両モデルとも実用的なハッチバック・モデルをベースに高出力なエンジンやそれを路面に伝えるために磨き上げた駆動系、その強力な駆動力を活かす研ぎ澄まされたシャシーを与えたスポーツ・モデル。その走りはスポーツカーも真っ青の速さと刺激を有する。しかし、ホットハッチという同じジャンルに属しながらも、GRカローラとシビック・タイプRのコンセプトや機構にはかなりの差が見られる。今回はそんな両車の違いについて解説していきたいと思う。第1弾は駆動方式について。



すべてはタイプRのために

トヨタ・ガズー・レーシング(TGR)、いわゆる「GR」ブランドで発売したGRカローラは、実用車の王道である「カローラ」のハッチバック・モデル「カローラ・スポーツ」をベースにWRCラリーを鑑みて開発された「GRヤリス」のパワートレインを移植して製作されたスポーツ・モデル。
一方のホンダ・シビック・タイプRも実用車である「シビック」を基に高性能化が図られたホットハッチだ。
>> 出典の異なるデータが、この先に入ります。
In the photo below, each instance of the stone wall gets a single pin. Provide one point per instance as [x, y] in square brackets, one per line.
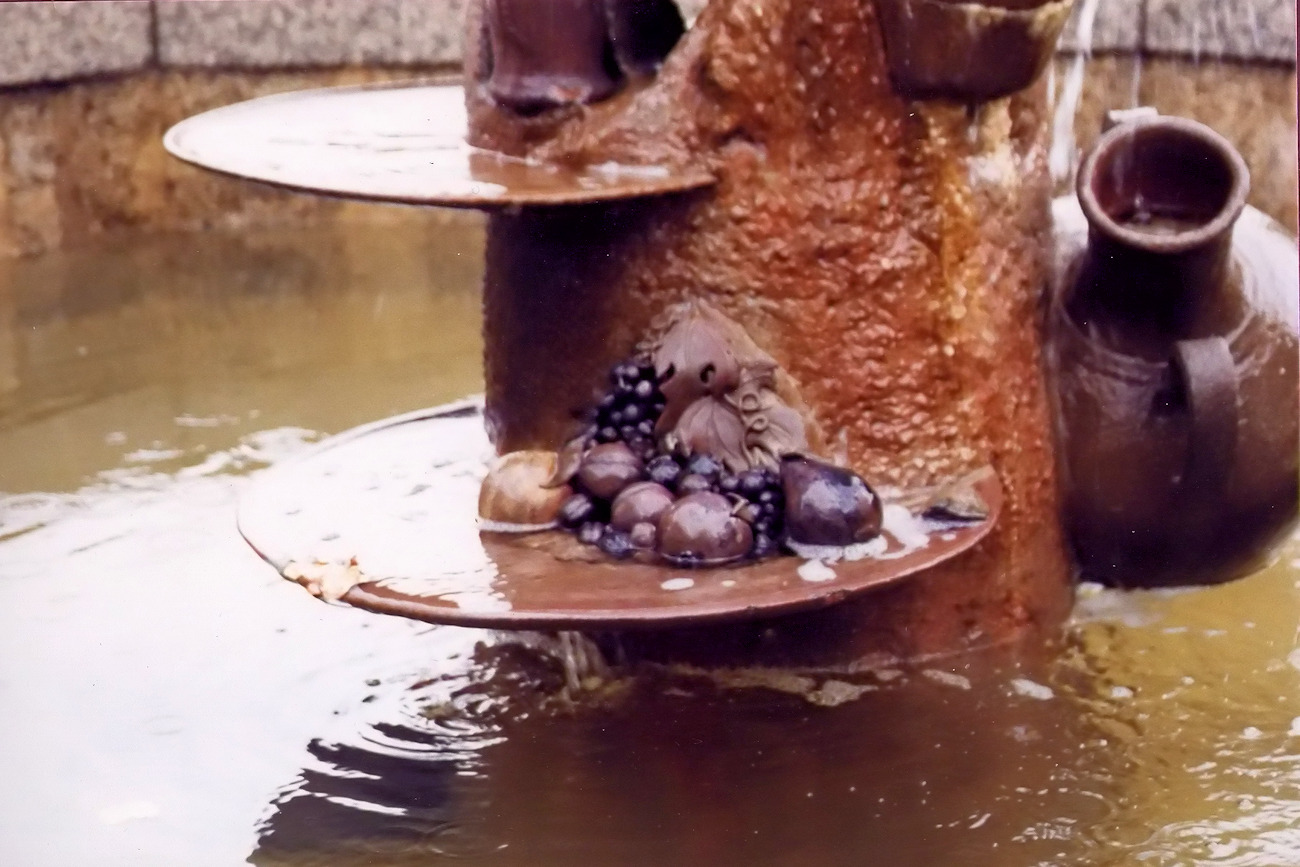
[87, 87]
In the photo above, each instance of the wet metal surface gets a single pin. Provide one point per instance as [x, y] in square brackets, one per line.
[398, 498]
[167, 699]
[395, 143]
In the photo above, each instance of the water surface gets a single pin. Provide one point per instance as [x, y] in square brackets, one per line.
[168, 699]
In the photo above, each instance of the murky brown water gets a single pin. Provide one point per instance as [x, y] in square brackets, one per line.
[167, 699]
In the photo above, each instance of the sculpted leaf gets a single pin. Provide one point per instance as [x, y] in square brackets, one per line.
[713, 427]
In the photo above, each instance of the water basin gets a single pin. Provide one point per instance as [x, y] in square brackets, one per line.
[168, 698]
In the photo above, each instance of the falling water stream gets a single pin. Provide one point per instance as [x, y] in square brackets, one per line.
[168, 699]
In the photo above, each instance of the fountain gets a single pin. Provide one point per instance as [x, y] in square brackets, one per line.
[840, 225]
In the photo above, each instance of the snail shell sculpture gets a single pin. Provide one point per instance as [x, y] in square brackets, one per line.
[515, 497]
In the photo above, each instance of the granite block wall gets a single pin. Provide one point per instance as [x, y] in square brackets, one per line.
[87, 89]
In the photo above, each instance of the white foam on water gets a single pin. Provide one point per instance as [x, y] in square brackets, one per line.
[1032, 689]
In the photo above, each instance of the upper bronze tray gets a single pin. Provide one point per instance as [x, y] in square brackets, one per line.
[399, 498]
[395, 143]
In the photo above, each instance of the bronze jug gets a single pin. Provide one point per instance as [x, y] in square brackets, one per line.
[546, 53]
[549, 52]
[1173, 360]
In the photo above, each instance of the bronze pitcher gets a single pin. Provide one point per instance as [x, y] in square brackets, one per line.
[1173, 359]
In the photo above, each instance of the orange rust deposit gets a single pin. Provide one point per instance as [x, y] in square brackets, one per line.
[888, 254]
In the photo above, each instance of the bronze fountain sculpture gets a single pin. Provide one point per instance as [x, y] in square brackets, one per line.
[810, 243]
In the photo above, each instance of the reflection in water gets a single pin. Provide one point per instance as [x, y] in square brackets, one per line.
[169, 701]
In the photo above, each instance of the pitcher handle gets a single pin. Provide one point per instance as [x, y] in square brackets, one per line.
[1210, 382]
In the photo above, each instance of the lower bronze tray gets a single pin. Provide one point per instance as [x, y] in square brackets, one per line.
[384, 517]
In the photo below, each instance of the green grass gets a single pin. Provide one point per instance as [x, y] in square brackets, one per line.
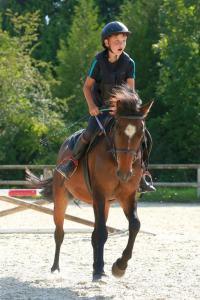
[178, 195]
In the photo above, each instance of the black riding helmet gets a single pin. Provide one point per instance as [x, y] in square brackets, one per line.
[113, 28]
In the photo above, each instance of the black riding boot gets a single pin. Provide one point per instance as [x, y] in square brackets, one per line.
[146, 186]
[68, 168]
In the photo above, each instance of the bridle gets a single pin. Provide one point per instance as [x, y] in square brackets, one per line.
[133, 152]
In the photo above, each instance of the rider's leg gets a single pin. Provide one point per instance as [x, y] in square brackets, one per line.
[67, 169]
[146, 186]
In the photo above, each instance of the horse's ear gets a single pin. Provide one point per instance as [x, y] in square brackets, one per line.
[146, 108]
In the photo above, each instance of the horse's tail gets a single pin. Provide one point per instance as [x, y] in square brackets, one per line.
[45, 184]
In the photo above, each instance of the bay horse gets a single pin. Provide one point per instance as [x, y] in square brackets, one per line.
[115, 167]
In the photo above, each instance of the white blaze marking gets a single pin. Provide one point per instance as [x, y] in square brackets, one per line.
[130, 131]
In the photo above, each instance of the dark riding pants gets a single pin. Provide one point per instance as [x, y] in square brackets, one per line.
[93, 127]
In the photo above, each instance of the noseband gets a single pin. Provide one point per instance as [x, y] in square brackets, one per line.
[133, 152]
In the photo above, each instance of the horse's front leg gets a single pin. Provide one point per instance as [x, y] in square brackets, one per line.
[130, 210]
[99, 235]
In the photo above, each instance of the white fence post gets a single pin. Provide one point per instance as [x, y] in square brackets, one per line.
[198, 182]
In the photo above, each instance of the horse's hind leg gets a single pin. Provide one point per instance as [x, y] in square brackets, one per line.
[60, 204]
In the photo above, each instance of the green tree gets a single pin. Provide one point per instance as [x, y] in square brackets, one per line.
[75, 56]
[179, 84]
[142, 19]
[55, 21]
[26, 103]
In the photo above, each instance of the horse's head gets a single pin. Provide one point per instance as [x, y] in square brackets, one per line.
[129, 129]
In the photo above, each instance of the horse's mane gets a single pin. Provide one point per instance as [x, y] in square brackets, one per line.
[125, 101]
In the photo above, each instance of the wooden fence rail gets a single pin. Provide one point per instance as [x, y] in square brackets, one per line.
[47, 169]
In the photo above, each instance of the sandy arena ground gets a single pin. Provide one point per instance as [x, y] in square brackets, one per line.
[164, 266]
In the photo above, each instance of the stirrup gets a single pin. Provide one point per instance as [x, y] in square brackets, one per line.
[64, 169]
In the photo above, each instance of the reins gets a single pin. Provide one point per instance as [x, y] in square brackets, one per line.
[113, 149]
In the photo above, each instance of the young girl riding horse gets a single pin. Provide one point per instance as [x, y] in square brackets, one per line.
[110, 68]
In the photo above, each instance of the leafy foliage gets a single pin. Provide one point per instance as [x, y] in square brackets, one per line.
[25, 96]
[75, 56]
[179, 84]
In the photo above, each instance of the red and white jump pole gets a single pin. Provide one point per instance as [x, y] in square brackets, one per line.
[20, 192]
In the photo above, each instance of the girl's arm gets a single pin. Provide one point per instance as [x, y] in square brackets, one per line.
[87, 90]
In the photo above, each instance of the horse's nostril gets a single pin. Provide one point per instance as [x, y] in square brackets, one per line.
[124, 176]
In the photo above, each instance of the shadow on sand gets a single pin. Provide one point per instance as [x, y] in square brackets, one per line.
[11, 288]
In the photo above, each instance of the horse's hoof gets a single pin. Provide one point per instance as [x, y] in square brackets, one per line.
[98, 276]
[55, 268]
[116, 271]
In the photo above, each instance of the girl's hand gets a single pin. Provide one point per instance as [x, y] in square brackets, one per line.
[94, 110]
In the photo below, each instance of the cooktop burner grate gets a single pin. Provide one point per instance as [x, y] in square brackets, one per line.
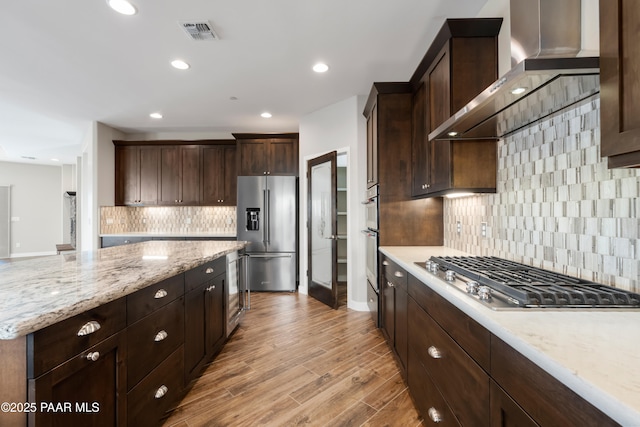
[535, 287]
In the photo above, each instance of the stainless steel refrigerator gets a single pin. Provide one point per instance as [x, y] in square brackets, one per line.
[267, 217]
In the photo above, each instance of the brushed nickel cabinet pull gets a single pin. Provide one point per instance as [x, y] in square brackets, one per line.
[93, 356]
[161, 391]
[160, 336]
[88, 328]
[160, 293]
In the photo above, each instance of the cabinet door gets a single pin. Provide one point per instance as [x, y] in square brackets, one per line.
[149, 175]
[439, 106]
[204, 325]
[252, 157]
[282, 157]
[179, 175]
[230, 177]
[619, 93]
[419, 143]
[190, 175]
[94, 391]
[127, 175]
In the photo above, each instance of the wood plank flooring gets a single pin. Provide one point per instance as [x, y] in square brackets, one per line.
[293, 361]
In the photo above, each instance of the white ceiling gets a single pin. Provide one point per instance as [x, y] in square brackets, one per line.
[67, 63]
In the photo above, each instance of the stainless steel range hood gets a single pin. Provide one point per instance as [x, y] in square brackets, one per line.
[547, 74]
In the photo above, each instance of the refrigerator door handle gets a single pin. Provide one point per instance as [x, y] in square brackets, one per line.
[267, 205]
[269, 256]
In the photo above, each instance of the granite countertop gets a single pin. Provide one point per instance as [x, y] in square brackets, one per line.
[593, 352]
[166, 234]
[40, 292]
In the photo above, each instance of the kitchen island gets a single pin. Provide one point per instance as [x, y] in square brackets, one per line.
[591, 352]
[92, 307]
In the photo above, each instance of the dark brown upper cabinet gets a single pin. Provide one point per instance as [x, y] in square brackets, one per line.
[619, 83]
[137, 169]
[179, 175]
[267, 154]
[461, 62]
[219, 178]
[175, 173]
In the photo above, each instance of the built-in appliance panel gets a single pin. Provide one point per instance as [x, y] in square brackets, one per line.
[372, 302]
[461, 381]
[196, 276]
[61, 341]
[544, 398]
[468, 333]
[154, 338]
[147, 300]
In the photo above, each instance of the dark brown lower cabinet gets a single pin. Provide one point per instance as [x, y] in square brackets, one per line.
[204, 325]
[83, 391]
[149, 401]
[505, 412]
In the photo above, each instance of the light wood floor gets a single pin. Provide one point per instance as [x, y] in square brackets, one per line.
[294, 361]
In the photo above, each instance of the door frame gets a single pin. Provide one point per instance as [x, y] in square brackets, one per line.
[319, 292]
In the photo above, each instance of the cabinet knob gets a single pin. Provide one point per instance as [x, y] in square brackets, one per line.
[161, 336]
[93, 356]
[88, 328]
[435, 415]
[160, 293]
[434, 352]
[160, 392]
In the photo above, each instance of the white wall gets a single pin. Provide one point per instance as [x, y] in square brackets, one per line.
[97, 184]
[340, 127]
[36, 199]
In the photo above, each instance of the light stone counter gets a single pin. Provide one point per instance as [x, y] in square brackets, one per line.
[40, 292]
[595, 353]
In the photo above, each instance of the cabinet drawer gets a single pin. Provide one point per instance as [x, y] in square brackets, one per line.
[426, 396]
[464, 385]
[149, 401]
[153, 338]
[393, 273]
[195, 277]
[61, 341]
[469, 334]
[544, 398]
[147, 300]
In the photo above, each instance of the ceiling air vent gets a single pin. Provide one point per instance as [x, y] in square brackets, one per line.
[198, 30]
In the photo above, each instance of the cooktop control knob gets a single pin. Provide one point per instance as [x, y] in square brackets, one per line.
[484, 293]
[472, 287]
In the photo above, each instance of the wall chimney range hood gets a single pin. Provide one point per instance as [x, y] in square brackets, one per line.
[546, 76]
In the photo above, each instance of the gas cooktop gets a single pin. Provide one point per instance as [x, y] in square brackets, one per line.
[501, 284]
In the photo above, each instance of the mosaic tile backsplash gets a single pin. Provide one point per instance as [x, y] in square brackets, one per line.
[557, 205]
[168, 219]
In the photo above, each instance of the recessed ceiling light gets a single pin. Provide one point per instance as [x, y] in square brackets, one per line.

ただし、上級モデルから技術を譲り受けるのではなく、すべてシビック・タイプRのためだけに仕立てられた機能や装備で構成されている。

2台のもっとも大きな違いは駆動系だ。GRカローラがFFベースながら4WDを採るのに対し、シビックRはFFとなる。



4WD vs 前輪駆動

GRカローラは小さなボディにできるだけ高出力なエンジンを積み、そのために足りなくなった駆動力性能を4輪駆動で補うという、1980年代に登場したグループBやグループAのWRC(世界ラリー選手権)マシンで花開いたコンセプトを基に開発された高性能小型4WDスポーツ。エンジンやドライブトレインをラリーカーのベース・モデルとして開発されたGRヤリスから移植していることがその証と言えるだろう。

それに対して、シビックRはベース・モデルと同じFFを踏襲している。車両重量の軽さやコストパフォーマンスなど2輪駆動のメリットを活かしつつも高出力化を図っているのが大きな特徴だ。ホットハッチの始祖であるフォルクスワーゲン・ゴルフGTIの流れを汲む、いわばホットハッチの本流を行くモデルである。



前後駆動力配分を選べる

GRカローラは「GR-FOUR」と呼ばれるGRヤリスにも搭載されている多板クラッチ式アクティブ・トルクスプリット4WDを採用。多板クラッチのつなぎ方により前後のトルク配分を50:50から100:0の間で可変させることができる。GRカローラでは基本的な前後駆動力配分を60:40、30:70、50:50という3通りの設定を用意。ドライバーはセンターコンソールのダイヤルで任意にその3通りから選ぶことが可能だ。また、前後のディファレンシャル・ギアにはトルセン式LSDを搭載し、左右駆動力配分の最適化も図っている。

一方のシビックRはベース・モデルと同じFFを踏襲。ただし、ヘリカル式LSDを装着することでコーナリング時の駆動ロスを抑えている。駆動力のアクティブ制御も用意されていない。